PRISM Data Scientist Yi Li Wins Data Modeling Award
PRISM’s Data Scientist, Yi Li, won the Actuarial Loss Prediction Competition from Kaggle, a well-known data computation competition platform. The competition’s goal was to use machine learning (AI) as a way to predict the ultimate cost of workers’ compensation claims, on an individual basis. Out of 3,633 submissions to the competition, Li’s data model had the best accuracy rate, 91.3%.
“First I was absolutely excited,” Li said. “Competing with all these talented data scientists across the world.” For each competition, data scientists can submit as many models as wanted. Approximately 3000 models were submitted to this competition.
The competition to look for the ultimate loss in workers’ compensation, ran from mid-December 2020 to April 11, 2021, being extended an extra month because of the high participant interest. As Li put it, ultimate loss and case reserves is a hot topic right now for data scientists. The ability to produce cost predictions can help us determine claim allocations, even those which aren’t in the payout stages.
An interesting feature of Li’s model submission was Negation Detection—an aspect of Natural Language Processing (NLP). By teaching computers to better understand human language, this program looked for words of negation (e.g., not, never, no longer, denied) in claims descriptions to predict the correct body parts involved in a claim. Li’s model was a type of “sliding window” algorithm, which she humbly said was not a complicated one.

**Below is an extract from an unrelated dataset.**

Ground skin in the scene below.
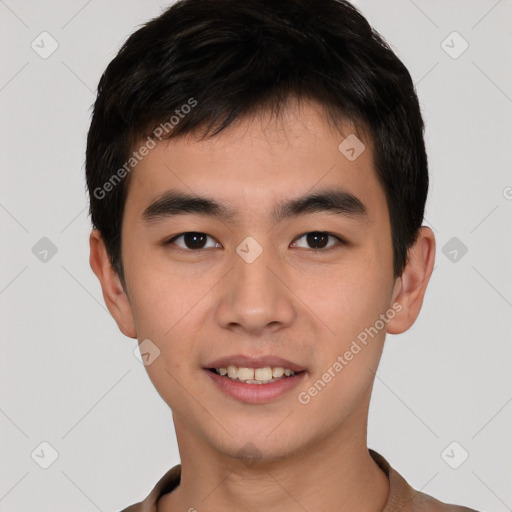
[90,98,435,512]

Outside of the contest, Li’s work for PRISM includes many data science practices to expedite data preparation and improve data quality, leading to future automation.
One such example is her creation of an algorithm to scour workers’ compensation claims descriptions for job titles to find matching terminology. Dubbed Fuzzy Matching, a simple example would be looking for the job title Risk Manager and finding the word “Risk Mnger” written in shorthand. Li’s algorithm was designed to search for similar words and terms, ranked by degree of variation, misspellings, and abbreviations, enabling data extraction directly from these claims reports.
“I sent this actuarial contest to Yi thinking she might be interested in reviewing how the teams built their development models when the contest was finished,” said John Alltop, PRISM’s Chief Actuary. “Instead, she joined the contest, spent her personal time building almost 40 models over a 3 month period and won against 140 teams! An incredible accomplishment. When Yi first started at PRISM, we discussed producing individual claims development models in 3-5 years. That timeline has now shortened.”
“It’s not so much about winning the competitions, but feeling the passion about what you’re doing,” Li said. “What’s important was the entire journey.”
PRISM is proud of the work being accomplished by Li, and looks forward to implementing her designs into the upcoming Member Dashboard improvements being created by the Data and Analytics team.